When Did We Lose Experience in Favour of Rules?
The first reality in life is being, everything else comes later: principles, laws, rules, the lists about how to act good and be good, holiness codes – all these are after-thoughts. We experience life before we evaluate it and codify it.
In Critique of Pure Reason published in 1781, philosopher Emmanuel Kant says that it is the job of the mind to turn the chaos of raw experience into something that we, as individuals, can understand. We need rules, according to Kant, so that the confusion that is around us in life can be interpreted – can be made sense of. This sounds reasonable, except for one thing: Kant begins with the assumption that, at its essential nature, the universe is bedlam and human beings are the ones who bring order to it. Today the opposite is true. Philosopher Jay Ingram in The Theatre of the Mind says that the mind itself is bedlam – not the universe, and our job is to still the mind so that the harmony that is all around us can filter in.
If you study meditation– whether Christian or Buddhist or Hindu, you’ll know this latter reality to be more along the lines of these ancient religions. For thousands of years religion has said that when you still your racing mind, you come into a place of pure God. God is the first reality. Rules about God, far from being ultimate truth, are reflections of the people who make the rules up. They are secondary.
For instance, Paul becomes a follower of Jesus not because Peter or one of the other disciples comes to him with a brilliant thesis on Christian ethics or a well-packaged course on interpreting biblical texts. No, Paul has some sort of experience. It might have been an out of the ordinary and ecstatic experience, but it felt integral to him. Every parent who has watched their eight month old put her fist, the dog’s tail, or someone else’s old candy in her mouth knows of what I speak. In the beginning there is the event. The discerning and deciphering of the event happen afterward. The rules come later.
Of course, rules are important. Like the directions in a cook book, they help us move from a stage of uncertainty to a stage of proficiency. Rules mean that you don’t have to re-invent the wheel every time you try to make something that you haven’t made before. But any good cook knows, once you have become proficient, you throw the rules away again and do your own thing. You throw in some lemon grass. And some sweet basil. And a hint of hot pepper. And then the thing comes alive. Once the rules have served you, you leave them behind.

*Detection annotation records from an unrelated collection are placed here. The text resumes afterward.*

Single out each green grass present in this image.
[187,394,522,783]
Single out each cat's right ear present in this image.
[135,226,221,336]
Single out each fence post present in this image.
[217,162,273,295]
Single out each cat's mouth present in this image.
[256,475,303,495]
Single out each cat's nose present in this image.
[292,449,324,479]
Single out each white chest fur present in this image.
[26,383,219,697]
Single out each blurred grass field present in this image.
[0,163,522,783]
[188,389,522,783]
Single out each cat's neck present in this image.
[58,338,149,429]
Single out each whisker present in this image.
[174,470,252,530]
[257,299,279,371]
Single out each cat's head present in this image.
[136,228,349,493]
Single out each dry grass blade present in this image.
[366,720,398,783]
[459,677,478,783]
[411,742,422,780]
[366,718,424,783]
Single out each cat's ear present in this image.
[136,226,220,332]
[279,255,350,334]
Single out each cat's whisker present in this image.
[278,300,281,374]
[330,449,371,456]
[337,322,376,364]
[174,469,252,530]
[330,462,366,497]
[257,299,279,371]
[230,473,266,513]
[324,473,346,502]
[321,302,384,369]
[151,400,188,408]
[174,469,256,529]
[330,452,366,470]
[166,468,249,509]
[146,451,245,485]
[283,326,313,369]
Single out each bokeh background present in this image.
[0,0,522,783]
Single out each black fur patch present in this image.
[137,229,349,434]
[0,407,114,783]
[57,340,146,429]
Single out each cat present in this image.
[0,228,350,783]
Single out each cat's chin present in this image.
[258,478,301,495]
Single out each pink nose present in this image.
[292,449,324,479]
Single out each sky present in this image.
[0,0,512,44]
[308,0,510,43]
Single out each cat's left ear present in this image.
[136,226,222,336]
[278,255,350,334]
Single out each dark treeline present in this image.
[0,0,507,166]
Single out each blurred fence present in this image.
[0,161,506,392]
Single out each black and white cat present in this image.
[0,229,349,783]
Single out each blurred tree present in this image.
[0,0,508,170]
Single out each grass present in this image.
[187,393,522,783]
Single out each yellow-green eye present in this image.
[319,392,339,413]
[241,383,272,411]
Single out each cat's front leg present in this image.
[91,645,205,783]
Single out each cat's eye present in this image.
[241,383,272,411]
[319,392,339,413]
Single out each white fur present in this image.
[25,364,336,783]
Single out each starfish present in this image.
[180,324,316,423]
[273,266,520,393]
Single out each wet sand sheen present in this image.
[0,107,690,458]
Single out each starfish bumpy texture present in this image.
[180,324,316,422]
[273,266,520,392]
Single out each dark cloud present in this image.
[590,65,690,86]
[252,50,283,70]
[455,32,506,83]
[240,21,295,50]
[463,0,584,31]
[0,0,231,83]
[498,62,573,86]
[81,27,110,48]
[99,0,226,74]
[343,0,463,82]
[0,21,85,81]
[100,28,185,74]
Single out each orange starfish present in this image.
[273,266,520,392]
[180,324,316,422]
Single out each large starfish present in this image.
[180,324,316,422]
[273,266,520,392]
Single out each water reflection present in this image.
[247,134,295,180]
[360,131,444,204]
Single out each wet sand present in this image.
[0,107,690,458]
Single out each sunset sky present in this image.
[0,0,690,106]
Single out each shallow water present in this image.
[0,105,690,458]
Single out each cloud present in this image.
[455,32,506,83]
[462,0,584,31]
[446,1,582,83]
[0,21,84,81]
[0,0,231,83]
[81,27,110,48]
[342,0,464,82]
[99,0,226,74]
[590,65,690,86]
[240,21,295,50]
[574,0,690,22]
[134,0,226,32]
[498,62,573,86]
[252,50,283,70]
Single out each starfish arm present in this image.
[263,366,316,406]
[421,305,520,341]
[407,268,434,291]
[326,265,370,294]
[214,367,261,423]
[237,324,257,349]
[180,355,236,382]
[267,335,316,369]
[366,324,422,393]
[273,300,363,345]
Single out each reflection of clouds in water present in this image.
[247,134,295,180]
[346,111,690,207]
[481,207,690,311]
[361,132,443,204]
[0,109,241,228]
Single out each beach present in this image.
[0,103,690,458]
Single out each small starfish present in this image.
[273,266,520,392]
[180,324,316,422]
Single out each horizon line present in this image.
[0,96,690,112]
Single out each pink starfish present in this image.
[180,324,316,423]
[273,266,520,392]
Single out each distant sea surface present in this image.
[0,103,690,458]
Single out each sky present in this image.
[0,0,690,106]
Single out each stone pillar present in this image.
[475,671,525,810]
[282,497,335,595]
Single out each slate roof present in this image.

This is also true of rules about God. There is not one rule, one doctrine, one teaching in the whole Christian church, as important as they all are, that will exempt you from living your life as a full human being under your own steam. That’s why Paul says, “work out your own salvation with fear and trembling; for it is God who is at work in you.” After you become proficient, you have to let the rules go. Your job is to live. Period. Because living is what God intends us to do.